Colombia is not a large milk producer in Latin America, but it also one of the most expensive countries to do so, as farmers face high production costs. Nevertheless, in some parts of the country -- especially Antioquia, where Uribe once served as governor -- dairy farming is seen as vital to Colombia's economic and social identity as the coffee trade. Not only is there a national theme park dedicated to coffee, there's one for milk as well -- complete with a giant mechanical cow which visitors can enter and learn about the bovine digestive system.
With an estimated 400,000 farmers making a living off of milk production in Colombia, they are not considered to be a lobby as powerful as the coffee sector.

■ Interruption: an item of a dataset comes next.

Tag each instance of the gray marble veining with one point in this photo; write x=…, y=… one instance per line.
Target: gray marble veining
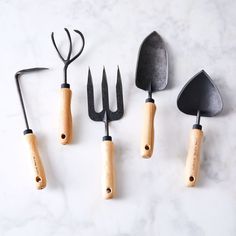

One question, however, is whether the unhappy milk farmers could cause as much trouble for the state as coffee producers did earlier this year. Upset over the falling price of coffee beans, producers held a two-week strike national strike in February, clashing with anti-riot police and blockading highways. Just like the milk producers, the coffee farmers argued that the government should aid their struggling sector.
It was an ugly situation. Considering how much the ideal of the small coffee producer is so central to Colombia's image of itself, there was an uncomfortable symbolism to the violent clashes between farmers and security forces.
So far, the Santos government appears to have taken steps to make sure that what happened with the coffee sector is not repeated with the dairy farmers. The Ministry of Agriculture sat down with industry representatives in mid-June, and committed to providing aid to milk producers.
There are still a few grumblings over whether the government will follow through with its promise. "People are really desperate," said Restrepo, who said that the more intense protests -- including highway blockages -- are not of the question if things don't start improving, and fast. "This really has the potential to explode into a social crisis."